3 Turing Machines

Deterministic TMs are seen in the Computability Theory Cheat Sheet.

3.1 K-tapes Turing Machines

Let $k \geq 1$ be the number of tapes. A k-tape TM is a quadruple $(Q, Σ, δ, q_{0})$ . Special symbols $#, ▹, \in Σ$ , while $L, R, - \notin Σ$ . Since we are only considering decision problems, $YES, NO \notin Q$ are the halting states. The transition function differs but is subject to the same restrictions as a classical TM.

δ : Q \times Σ^{k} \to Q \cup {YES, NO} \times (Σ \times {L, R, -})^{k}

3.2 IO Turing Machines

Are useful to study space complexity. Any k-tape TM $M = (Q, Σ, δ, q_{0})$ is of IO type $\Leftrightarrow δ$ is subject to the following constraints. Consider $δ (q_{1}, σ_{1}, \hdots, σ_{k}) = (q^{'}, (σ_{1}^{'}, D_{1}), \hdots, (σ_{k}^{'}, D_{k}))$

$σ_{1}^{'} = σ_{1}$	First tape is read-only
$D_{k} = R$ or $(D_{k} = -) \Rightarrow σ_{k}^{'} = σ_{k}$	Last tape is write-only
$σ_{1} = # \Rightarrow D_{1} \in {L, -}$	Input tape is right-bounded

3.3 Nondeterministic Turing Machines

A nondeterministic TM is a quadruple $N = (Q, Σ, Δ, q_{0})$ where $Q, Σ, q_{0}$ are the same as in other turing machines. They can be of IO and k-tape type. The difference rilies in the fact that

Δ \subseteq (Q \times Σ) \times ((Q \cup {YES, NO}) \times Σ \times {L, R, -})
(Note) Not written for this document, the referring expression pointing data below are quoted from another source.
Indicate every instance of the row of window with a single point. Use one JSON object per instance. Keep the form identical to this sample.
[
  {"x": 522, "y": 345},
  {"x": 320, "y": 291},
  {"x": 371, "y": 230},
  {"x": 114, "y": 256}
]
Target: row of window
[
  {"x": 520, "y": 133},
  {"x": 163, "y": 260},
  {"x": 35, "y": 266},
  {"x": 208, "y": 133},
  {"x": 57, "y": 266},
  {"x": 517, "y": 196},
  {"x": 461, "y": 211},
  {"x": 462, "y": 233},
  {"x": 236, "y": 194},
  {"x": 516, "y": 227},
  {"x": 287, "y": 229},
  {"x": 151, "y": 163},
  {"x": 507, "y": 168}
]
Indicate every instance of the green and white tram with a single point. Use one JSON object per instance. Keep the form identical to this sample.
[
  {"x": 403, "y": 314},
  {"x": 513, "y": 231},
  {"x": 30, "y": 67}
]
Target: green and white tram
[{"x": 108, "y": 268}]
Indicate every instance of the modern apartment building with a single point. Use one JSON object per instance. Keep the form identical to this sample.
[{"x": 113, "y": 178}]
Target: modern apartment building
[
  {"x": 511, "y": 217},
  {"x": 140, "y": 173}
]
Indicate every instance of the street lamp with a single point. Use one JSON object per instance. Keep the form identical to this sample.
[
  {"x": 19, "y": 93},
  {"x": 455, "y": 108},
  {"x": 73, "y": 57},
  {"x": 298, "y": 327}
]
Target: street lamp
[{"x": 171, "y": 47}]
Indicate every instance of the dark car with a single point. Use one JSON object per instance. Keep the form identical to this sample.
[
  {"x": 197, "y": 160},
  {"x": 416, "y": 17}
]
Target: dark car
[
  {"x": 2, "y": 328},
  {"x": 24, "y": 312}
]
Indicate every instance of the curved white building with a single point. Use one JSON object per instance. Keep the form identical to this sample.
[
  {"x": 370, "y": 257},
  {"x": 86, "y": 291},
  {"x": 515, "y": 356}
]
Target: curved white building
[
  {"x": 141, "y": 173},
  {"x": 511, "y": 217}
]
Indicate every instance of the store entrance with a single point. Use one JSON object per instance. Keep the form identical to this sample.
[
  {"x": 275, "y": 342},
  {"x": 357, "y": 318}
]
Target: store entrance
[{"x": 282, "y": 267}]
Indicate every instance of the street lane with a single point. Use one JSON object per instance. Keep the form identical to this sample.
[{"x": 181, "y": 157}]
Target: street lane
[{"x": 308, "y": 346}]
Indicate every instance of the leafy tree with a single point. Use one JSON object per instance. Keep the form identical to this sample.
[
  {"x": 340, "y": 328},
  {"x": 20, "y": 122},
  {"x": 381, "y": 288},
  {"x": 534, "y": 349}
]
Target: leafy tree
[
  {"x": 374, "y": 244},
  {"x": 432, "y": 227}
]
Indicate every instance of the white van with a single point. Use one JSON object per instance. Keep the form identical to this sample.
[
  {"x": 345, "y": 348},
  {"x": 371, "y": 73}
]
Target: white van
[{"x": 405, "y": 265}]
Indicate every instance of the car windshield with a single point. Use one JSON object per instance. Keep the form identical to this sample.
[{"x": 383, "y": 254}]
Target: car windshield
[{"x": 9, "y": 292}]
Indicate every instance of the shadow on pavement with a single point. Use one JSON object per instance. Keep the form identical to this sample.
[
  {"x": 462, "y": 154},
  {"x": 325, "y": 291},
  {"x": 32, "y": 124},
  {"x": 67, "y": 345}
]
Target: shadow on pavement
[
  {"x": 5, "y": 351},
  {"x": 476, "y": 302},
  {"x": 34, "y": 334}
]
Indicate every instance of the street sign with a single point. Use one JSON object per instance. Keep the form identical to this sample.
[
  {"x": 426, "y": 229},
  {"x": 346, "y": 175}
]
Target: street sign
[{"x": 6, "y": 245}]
Is not a transition function but a transition relation. The same syntax as for other TMs is used for nondet. TMs configurations and computations. A nondeterministic TM $N$ decides $I$ if and only if $x \in I \Leftrightarrow$ there exists at least a computation such that $(q_{0}, \underset{―}{▹}, x, ▹, \hdots, ▹) \to_{N}^{*} (YES, w_{1}, \hdots, w_{k})$

Note

A single computation on a nondeterministic TMs is not a tree. Many computations together, can be arranged in a tree.

The degree $d$ of nondeterminism of a NDTM $N = (Q, Σ, Δ, q_{0})$ can now be defined as $d = max {\deg (q, σ) ∣ q \in Q, σ \in Σ}$ , where $deg (q, σ) = # {(q^{'}, σ^{'}, D) ∣ ((q, σ), (q^{'}, σ^{'}, D)) \in Δ}$